Thank you for these comments; I was not able to reply more promptly. Unfortunately the test equipment was built by somebody else so I am not intimately acquainted with the details of its construction.
The key question is what could cause a diurnal variation. Yes, lots of things could be wrong but what could be diurnally wrong? The diodes have opaque covers and are inside a closed miniature oven so we can eliminate light. Likewise moisture in the atmosphere inside the chamber will not not, surely, vary in a diurnal manner. If you recall the characteristics of a diode you will remember that the reverse bias current is not very sensitive to voltage so even if the voltage were badly controlled (It is set to -10V) it should not have very much effect. Reading are taken once every two minutes so I don't see that it is a software problem. The temperature is maintained via a PID controller but unless that has some odd firmware I see no reason why it should develop a daily rhythm. My laboratory is on the outskirts of a residential area, becoming rural, with no unusual vibrations. However I have just found some evidence to suggest my data may be sensitive to the room temperature.

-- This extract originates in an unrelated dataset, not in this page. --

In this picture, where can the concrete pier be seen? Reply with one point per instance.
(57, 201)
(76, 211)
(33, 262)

There is some work going on elsewhere in the building today and the outside door down the corridor is open. The leakage currents I am measuring have been dropping steadily from the time I arrived and opened the door to the room where the measurements are taking place; this door is otherwise closed. This provides the best evidence to date that there is some residual sensitivity to room temperature as the room has been cooling since I arrived. I measure and control the temperature in the device chamber with a thermocouple using electronic cold junction compensation so perhaps that gives me some small residual sensitivity to the ambient room temperature? And at this time of year there is no control of the room temperature (neither air conditioning nor heating).

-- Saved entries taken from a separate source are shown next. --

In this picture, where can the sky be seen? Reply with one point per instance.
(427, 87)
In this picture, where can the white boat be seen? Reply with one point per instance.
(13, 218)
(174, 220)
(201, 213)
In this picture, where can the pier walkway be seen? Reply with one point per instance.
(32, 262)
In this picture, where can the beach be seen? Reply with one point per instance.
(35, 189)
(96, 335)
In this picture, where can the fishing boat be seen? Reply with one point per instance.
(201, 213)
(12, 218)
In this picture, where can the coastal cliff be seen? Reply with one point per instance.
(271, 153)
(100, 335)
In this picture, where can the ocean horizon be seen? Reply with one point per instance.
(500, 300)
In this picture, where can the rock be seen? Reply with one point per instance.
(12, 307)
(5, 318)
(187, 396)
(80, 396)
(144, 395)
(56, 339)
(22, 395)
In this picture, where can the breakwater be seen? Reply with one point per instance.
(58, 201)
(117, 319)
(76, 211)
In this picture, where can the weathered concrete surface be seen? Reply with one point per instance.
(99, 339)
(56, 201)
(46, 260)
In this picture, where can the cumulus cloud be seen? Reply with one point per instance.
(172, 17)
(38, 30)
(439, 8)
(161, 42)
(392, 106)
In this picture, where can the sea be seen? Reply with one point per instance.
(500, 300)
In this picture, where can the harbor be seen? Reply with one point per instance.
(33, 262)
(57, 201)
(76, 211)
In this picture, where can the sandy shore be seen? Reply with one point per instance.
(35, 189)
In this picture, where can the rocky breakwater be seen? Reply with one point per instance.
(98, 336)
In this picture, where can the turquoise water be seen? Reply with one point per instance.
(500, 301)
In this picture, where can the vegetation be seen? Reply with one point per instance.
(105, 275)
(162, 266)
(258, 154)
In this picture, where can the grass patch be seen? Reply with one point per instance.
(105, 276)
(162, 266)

I am in a single storey building with a pitched roof. The roof warms up during the day but the insulation between the roof and the loft space and then between the loft space and the rooms below might mean that the interior temperature of the building varies out of phase with the external temperature of the roof. So perhaps my daily cyclic variation is just a reflection of a small variation in the ambient room temperature and a flaw in my equipment causes the actual controlled temperature to be slightly sensitive to room temperature?
To test this hypothesis I need to set up more equipment to log the room temperature and, if possible, get a more accurate reading of the temperature in the chamber.